L'État algérien limite la liberté politique des militaires à la retraite

14/10/2019 14:10

Algérie - L'État algérien a décidé de limiter la liberté politique des militaires mis à la retraite. Désormais, un militaire, quelque soit son rang, n'aura pas le droit de faire de la politique avant que cinq années n'aient passé après sa mise à la retraite, selon une loi adoptée ce dimanche 13 octobre en Conseil des ministres.

Décidément, l'épisode du général Hocine Benhadid ne doit plus se reproduire. Celui du général Ali Ghediri non plus. Les deux étant mis en détention en raison de leurs déclarations politiques. Pour les responsables de l'État algérien, il faut limiter la liberté politique des militaires mis à la retraite, y compris les généraux et autres officiers supérieurs qui disposent de secrets dus à leurs rangs et à leurs fonctions respectifs.

Il s'agit en fait d'un projet de loi complétant l'ordonnance no. 02-06 du 28 février 2006 portant Statut général des personnels militaires. Le projet a été présenté par le vice-ministre de la défense Ahmed Gaïd Salah, comme précisé dans un communiqué de la présidence de la République.

Le militaire retraité algérien ne fera pas de politique

C'est un amendement qui vise à mettre en conformité « des dispositions du Statut général des personnels militaires et la loi organique no. 10-16 du 25 août 2016 relative au Régime électoral, amendée et complétée ». En réalité, c'est une mise en conformité qui fait obligation au militaire admis à la retraite « de s'abstenir, pour une période de 5 années […] d'exercer toute activité politique partisane ou de se porter candidat à une quelconque fonction politique élective ».

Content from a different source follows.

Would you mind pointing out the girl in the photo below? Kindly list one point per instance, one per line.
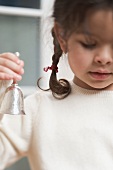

L'objectif de cette loi est, dit-on, d'empêcher toute atteinte à l'honneur des institutions de l'État ainsi qu'à l'image de marque de l'institution militaire. Parce que pour les rédacteurs de cette loi, le militaire en retraite est mis à la disposition de l'ANP qui peut le rappeler à tout moment durant les cinq années qui suivent sa mise à la retraite. Et ce, conformément à une loi de 1976 portant obligations militaires des citoyens algériens.